Ta dodatkowa energia jest uwalniana z Wolnych Kwasów Tłuszczowych (WKT). Problem w tym, że do uruchomienia lipolizy (spalanie WKT) konieczny jest glikogen i niski poziom kwasu mlekowego. Im szybszy bieg tym wyższa produkcja kwasu mlekowego i spowolnienie lub zablokowanie przemian tłuszczowych. Na przykład szybkie pierwsze 5km → zakwaszenie → blokada lipolizy → szybkie wyczerpywanie glikogenu → niemożliwość kontynuowania wysiłku po około 100 minutach. Im szybszy będzie początek, tym wcześniej nastąpi kryzys. Można zacząć wolno ale wtedy są małe szanse na dobry wynik. Szybkość musi być optymalna.
Od czego zależy szybkość zawodnika w biegu maratońskim ?
Końcowy wynik a więc szybkość na trasie zależy przede wszystkim od składu włókien mięśniowych i od kosztu energetycznego biegu.
Włókna szybkie (białe) zużywają około 4 razy więcej energii niż włókna czerwone. Włókna te włączają się w trakcie wysiłków submaksymalnych i maksymalnych. Równocześnie włączenie do pracy włókien szybkich powoduje wzrost stężenia kwasu mlekowego i zablokowanie lipolizy. Czyli dla maratończyka jest to sytuacja niezwykle trudna – pobiegniesz szybciej – możesz nie dobiec do mety lub będziesz musiał zwolnić.
Jak to się dzieje, że są tacy ludzie, którzy potrafią przebiec maraton w czasie 2:05?

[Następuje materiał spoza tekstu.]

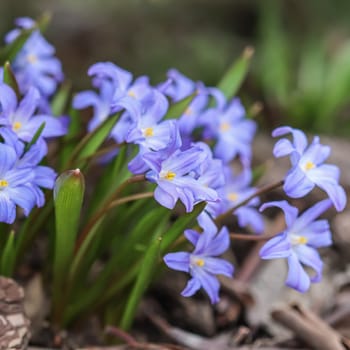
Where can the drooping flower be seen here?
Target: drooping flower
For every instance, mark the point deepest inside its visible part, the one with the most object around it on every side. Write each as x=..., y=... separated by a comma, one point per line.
x=237, y=188
x=21, y=118
x=181, y=87
x=43, y=176
x=308, y=168
x=298, y=243
x=203, y=264
x=173, y=173
x=232, y=131
x=35, y=64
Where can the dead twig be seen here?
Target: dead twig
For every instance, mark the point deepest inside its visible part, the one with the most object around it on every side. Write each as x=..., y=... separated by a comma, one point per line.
x=309, y=328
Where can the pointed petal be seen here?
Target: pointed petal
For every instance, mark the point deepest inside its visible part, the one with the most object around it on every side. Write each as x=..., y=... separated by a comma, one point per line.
x=8, y=99
x=290, y=212
x=310, y=257
x=192, y=236
x=297, y=277
x=311, y=215
x=7, y=209
x=297, y=184
x=217, y=266
x=276, y=248
x=178, y=261
x=193, y=285
x=166, y=199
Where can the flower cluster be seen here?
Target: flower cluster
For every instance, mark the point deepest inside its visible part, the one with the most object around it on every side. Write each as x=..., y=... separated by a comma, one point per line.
x=21, y=176
x=182, y=138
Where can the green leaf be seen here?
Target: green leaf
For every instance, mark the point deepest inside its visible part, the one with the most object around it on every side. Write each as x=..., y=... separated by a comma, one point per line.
x=8, y=256
x=9, y=52
x=68, y=199
x=92, y=141
x=159, y=244
x=10, y=79
x=35, y=137
x=144, y=278
x=274, y=70
x=177, y=109
x=120, y=263
x=233, y=78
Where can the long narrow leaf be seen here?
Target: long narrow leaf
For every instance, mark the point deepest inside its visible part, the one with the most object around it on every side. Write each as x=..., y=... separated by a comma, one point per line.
x=68, y=200
x=233, y=78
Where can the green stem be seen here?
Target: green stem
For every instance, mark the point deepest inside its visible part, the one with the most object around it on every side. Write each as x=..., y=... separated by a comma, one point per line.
x=130, y=198
x=259, y=192
x=97, y=217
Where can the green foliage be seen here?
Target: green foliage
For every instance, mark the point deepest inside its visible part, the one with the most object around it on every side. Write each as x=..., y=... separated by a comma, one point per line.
x=116, y=225
x=305, y=79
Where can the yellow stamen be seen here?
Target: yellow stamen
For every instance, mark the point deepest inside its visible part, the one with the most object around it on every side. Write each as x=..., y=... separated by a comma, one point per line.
x=232, y=196
x=302, y=240
x=188, y=111
x=169, y=175
x=225, y=126
x=309, y=165
x=32, y=58
x=131, y=94
x=3, y=183
x=199, y=262
x=299, y=240
x=148, y=132
x=16, y=126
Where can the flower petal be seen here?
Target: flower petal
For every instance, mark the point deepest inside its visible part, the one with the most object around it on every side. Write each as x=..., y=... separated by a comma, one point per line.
x=217, y=266
x=297, y=277
x=178, y=261
x=290, y=212
x=310, y=257
x=277, y=247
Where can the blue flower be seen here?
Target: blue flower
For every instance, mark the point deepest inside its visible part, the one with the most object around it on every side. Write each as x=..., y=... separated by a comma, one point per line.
x=41, y=176
x=308, y=168
x=117, y=91
x=174, y=175
x=299, y=243
x=231, y=130
x=21, y=119
x=235, y=190
x=14, y=186
x=202, y=264
x=35, y=64
x=181, y=87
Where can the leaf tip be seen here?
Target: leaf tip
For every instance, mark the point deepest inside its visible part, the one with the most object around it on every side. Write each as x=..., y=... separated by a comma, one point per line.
x=248, y=52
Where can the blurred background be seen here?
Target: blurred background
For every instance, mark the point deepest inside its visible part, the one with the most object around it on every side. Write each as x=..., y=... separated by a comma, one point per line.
x=300, y=71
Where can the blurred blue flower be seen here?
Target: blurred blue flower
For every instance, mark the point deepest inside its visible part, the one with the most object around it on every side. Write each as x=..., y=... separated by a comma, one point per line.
x=35, y=64
x=21, y=119
x=299, y=241
x=202, y=264
x=308, y=169
x=232, y=131
x=237, y=188
x=174, y=175
x=41, y=176
x=181, y=87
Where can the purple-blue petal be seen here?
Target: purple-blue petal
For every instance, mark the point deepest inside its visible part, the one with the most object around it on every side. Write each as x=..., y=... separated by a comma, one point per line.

Najlepsi maratończycy mają takie proporcje włókien szybkich i wolnych, taką technikę biegu (niski koszt energetyczny), że potrafią biec szybko i nie zakwaszać się powyżej 2,5-3mmol/l przez właśnie 2:05. Zawodnik powinien mieć tak wytrenowane tempo biegu (dobrane do jego możliwości) aby materiału energetycznego wystarczyło mu dokładnie na cały bieg. Na przykład:
jeżeli zawodnik jest wytrenowany na 2:05 i z jakiegoś powodu (przeciwny wiatr, pagórki) bieg jest wolniejszy przy tym samym koszcie energetycznym to zawodnik może mieć problemy z dobiegnięciem do mety w ostatnich 3-4 minutach.
I na odwrót – gdy koszt energetyczny biegu jest niższy niż zazwyczaj (część trasy z wiatrem, wysokie ciśnienie atmosferyczne, bieg rozgrywany na poziomie morza) to zawodnik może pobić rekord życiowy.